Usando a base de dados do SIM entre 2016 e 2019, e fazendo o cálculo descrito acima para inferir os óbitos na faixa de 5-11 anos, eu chego no seguinte ranking:
Para fazer esse ranking, usei como critério as CIDs (código internacional de doenças). Ou seja, o óbito precisa ter uma CID concreta. No post do Poder360, por exemplo, é incluído “doença circulatória”, que engloba vários CIDs. Por isso, não entra no meu ranking.
Agora, a interpretação.
Podemos ler este gráfico de duas maneiras: maximizando ou minimizando o problema da Covid. A leitura que maximiza o problema da Covid vai dizer que a doença já se encontra entre as principais causas de morte de crianças. Podemos dizer que é a segunda causa, estatisticamente empatada com agressões, afogamento e leucemia. A leitura que minimiza a importância da doença vai nos dizer que a Covid se perde no meio de uma série de outras causas, representando apenas 5,4% dos óbitos nessa faixa etária.
Antes de passar para a parte opinativa do post, apenas um adendo metodológico, envolvendo os dados dos cartórios. Infelizmente, o Portal da Transparência estratifica os óbitos somente em menores de 9 anos. Essa estratificação inclui a mortalidade infantil dos bebês até 1 ano de idade, que representaram, em 2019, segundo o SIM, 79,7% das mortes de crianças menores de 9 anos. Por outro lado, segundo os dados da Vigilância SRAG, os óbitos por Covid de bebês de menores de 1 ano totalizaram cerca de 11% dos óbitos nessa faixa etária nos anos de 2020 e 2021. Portanto, a estratificação do Portal da Transparência é inútil para inferir qualquer informação sobre a incidência da Covid nessa faixa etária, pois os óbitos de bebês menores de 1 ano distorcem os dados.
A ilusão da objetividade
A figura abaixo é clássica na ilusão de ótica: o que você vê, uma moça ou uma velha? O desenho é único, mas está sujeito à interpretação de quem vê.
A matemática tem uma aura de objetividade. Números são números, não há como argumentar que 2 + 2 = 5. No entanto, como vimos acima, os mesmíssimos números podem ser usados para se construir a narrativa que se queira. Afinal, a Covid é uma doença importante ou insignificante na faixa etária de 5 a 11 anos de idade? Estamos vendo uma moça ou uma velha?
Esta discussão, na verdade, somente seria relevante se a vacinação fosse obrigatória. Neste caso, haveria uma interpretação única, imposta, a de que a letalidade da Covid em crianças merece uma resposta dura das autoridades sanitárias. Mas não é o caso, pelo menos por enquanto. O que se tem, como sempre se teve, são campanhas de vacinação.
A interpretação fica a cargo dos pais. Se os pais entendem que este número é “insignificante”, podem optar por não vacinar, assumindo o mesmo risco de óbito por leucemia, por exemplo, conforme vimos no gráfico acima. Imagine que houvesse uma vacina que diminuísse a probabilidade de se desenvolver leucemia: será que esses mesmos pais jogariam com a sorte?
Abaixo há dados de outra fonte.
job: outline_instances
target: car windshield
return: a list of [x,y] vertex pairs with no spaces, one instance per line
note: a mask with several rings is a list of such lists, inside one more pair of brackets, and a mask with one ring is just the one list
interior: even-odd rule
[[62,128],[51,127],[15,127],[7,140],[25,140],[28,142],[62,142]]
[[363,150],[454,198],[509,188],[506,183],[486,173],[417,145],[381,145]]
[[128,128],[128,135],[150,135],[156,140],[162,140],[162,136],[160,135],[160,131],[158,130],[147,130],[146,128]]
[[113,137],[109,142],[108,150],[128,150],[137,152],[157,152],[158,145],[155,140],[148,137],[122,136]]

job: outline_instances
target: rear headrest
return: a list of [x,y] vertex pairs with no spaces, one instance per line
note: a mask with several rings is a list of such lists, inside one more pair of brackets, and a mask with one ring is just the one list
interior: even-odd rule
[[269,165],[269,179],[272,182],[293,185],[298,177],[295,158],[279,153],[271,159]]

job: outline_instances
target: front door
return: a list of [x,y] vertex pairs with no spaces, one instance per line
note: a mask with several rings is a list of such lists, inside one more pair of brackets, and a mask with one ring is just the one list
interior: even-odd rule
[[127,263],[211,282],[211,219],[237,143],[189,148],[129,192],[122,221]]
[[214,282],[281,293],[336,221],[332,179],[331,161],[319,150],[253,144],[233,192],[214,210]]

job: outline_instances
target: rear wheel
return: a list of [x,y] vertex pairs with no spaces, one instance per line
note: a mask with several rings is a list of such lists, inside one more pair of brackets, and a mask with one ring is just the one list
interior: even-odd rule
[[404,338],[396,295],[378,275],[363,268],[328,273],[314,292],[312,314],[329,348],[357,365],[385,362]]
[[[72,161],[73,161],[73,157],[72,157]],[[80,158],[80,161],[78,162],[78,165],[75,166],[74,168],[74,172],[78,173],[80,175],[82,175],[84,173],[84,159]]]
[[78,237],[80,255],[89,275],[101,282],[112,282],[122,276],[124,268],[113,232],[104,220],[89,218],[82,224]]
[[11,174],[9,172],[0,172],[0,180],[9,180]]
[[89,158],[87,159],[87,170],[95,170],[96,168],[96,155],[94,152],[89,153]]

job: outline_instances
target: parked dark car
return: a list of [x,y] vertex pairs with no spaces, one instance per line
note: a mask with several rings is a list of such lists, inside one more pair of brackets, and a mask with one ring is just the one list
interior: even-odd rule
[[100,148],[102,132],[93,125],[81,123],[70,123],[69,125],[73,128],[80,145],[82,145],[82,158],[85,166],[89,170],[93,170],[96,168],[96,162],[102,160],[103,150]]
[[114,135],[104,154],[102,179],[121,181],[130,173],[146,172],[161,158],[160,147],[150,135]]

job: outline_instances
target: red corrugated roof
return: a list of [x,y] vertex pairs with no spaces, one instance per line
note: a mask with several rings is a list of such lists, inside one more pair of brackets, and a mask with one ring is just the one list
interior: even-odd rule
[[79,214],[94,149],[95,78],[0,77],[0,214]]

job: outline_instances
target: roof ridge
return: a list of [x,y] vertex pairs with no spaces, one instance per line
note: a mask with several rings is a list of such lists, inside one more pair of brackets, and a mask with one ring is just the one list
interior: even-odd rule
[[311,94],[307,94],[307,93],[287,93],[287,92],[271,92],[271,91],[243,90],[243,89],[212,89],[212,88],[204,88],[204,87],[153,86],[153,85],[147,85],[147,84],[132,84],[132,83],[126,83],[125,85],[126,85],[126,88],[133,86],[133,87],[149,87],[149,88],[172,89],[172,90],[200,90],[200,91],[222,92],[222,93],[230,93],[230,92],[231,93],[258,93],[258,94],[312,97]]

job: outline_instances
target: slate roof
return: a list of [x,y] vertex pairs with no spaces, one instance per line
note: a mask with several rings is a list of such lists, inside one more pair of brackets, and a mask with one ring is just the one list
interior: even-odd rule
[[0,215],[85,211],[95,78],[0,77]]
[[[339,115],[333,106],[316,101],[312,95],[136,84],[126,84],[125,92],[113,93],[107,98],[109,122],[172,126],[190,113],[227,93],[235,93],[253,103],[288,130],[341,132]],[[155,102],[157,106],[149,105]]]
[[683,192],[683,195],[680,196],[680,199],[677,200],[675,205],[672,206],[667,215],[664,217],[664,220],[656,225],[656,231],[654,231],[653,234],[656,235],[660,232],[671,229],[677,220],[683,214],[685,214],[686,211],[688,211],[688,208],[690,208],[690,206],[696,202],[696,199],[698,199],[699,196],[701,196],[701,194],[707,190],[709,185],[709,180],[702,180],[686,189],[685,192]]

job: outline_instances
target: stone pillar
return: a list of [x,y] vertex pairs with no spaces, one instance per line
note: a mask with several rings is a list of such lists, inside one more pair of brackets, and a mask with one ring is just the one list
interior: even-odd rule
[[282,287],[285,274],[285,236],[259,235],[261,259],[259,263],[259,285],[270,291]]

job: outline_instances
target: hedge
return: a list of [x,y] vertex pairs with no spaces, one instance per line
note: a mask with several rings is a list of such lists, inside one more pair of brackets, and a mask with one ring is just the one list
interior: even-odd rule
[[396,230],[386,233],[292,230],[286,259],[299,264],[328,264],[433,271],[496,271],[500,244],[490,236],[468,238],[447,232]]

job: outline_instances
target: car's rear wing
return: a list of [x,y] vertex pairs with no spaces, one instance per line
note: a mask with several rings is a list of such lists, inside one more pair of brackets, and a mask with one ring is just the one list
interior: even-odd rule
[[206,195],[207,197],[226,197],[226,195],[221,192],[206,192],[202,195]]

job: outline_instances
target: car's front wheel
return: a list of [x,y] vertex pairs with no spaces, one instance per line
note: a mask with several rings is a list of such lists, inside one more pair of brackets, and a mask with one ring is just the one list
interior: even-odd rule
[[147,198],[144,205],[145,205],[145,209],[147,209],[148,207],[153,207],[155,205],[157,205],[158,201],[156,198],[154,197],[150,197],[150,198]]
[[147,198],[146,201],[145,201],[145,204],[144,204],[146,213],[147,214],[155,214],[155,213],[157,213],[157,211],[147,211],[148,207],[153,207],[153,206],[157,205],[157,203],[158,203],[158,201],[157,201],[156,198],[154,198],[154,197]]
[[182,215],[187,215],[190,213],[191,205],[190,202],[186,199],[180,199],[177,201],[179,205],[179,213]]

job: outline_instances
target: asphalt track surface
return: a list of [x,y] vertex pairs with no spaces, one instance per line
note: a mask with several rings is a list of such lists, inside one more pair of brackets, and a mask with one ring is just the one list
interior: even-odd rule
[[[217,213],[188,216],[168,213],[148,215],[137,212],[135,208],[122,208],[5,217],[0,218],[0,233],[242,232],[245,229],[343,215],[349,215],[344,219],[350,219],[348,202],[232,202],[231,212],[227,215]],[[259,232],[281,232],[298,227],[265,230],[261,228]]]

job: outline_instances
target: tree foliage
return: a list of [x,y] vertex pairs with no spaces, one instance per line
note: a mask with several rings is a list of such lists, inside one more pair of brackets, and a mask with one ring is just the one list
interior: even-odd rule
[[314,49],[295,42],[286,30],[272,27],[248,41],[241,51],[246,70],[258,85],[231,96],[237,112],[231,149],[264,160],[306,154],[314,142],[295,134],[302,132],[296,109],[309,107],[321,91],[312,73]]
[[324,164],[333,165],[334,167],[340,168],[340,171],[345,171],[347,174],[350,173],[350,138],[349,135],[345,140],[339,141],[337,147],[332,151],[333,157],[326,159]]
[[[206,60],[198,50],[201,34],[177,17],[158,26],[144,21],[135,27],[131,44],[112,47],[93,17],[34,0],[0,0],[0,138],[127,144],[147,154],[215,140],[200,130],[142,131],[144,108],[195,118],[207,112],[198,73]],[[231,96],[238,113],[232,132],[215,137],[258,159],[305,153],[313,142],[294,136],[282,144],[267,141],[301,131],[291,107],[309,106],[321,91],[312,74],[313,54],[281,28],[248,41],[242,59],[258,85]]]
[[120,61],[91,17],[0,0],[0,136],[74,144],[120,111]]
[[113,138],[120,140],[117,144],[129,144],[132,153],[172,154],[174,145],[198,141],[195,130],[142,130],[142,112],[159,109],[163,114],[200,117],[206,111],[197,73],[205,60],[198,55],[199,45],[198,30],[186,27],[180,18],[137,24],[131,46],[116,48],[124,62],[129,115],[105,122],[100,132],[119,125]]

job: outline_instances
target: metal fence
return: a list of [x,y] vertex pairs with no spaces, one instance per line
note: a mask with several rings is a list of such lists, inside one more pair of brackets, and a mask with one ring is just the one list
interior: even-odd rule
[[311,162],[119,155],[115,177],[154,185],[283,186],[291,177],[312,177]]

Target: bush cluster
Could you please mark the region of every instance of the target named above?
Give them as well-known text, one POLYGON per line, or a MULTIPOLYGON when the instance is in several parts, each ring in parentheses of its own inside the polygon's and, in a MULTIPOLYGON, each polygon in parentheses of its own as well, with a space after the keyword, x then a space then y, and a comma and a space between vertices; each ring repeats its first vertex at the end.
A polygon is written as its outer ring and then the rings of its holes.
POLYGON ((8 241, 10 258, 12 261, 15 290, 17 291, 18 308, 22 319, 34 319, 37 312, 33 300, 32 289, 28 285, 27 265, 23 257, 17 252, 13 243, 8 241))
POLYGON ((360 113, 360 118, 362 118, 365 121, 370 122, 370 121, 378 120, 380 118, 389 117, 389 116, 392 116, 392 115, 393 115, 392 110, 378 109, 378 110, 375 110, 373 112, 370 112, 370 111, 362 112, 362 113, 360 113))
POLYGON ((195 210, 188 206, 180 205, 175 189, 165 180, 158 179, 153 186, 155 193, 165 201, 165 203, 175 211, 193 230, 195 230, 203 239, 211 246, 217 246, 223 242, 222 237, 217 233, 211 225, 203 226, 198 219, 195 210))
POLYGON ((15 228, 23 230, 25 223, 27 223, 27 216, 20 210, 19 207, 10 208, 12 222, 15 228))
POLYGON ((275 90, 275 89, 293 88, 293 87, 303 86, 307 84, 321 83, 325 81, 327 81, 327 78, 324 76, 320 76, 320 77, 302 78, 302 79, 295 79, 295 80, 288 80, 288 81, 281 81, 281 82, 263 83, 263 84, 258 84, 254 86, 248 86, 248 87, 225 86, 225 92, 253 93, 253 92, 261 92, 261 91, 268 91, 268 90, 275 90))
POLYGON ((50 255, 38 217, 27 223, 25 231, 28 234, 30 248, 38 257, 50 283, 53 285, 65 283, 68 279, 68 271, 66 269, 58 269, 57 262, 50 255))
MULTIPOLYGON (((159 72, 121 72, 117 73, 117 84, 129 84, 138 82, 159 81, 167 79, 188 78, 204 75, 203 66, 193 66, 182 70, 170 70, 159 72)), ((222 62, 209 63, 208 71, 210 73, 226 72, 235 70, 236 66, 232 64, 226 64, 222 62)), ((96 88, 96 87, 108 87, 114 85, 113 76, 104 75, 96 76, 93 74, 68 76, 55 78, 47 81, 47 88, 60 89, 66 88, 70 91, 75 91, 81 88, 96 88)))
Por outro lado, pais que interpretam esses números de maneira alarmante, gostariam de poder contar com a vacina para os seus filhos. E é neste ponto que o governo Bolsonaro pisou na bola. Ao propositalmente postergar o início da vacinação nessa faixa etária, o governo atrasou a opção que muitos pais queriam para os seus filhos. Para um político que gosta de dizer que respeita a liberdade das pessoas, neste caso Bolsonaro não respeitou a liberdade dos pais de vacinarem seus filhos, ao adotar chicanas que atrasaram o processo.
Infelizmente não tenho mais filhos nessa faixa etária (que saudades!). Se eu tivesse, entendo que a probabilidade joga pela vacinação. Portanto, eu iria vaciná-los. Afinal, cresci em um mundo em que as vacinas, assim como os remédios de maneira geral, eram consideradas um grande avanço da humanidade, e que permitiram uma vida mais longa e saudável. Não mudei de ideia.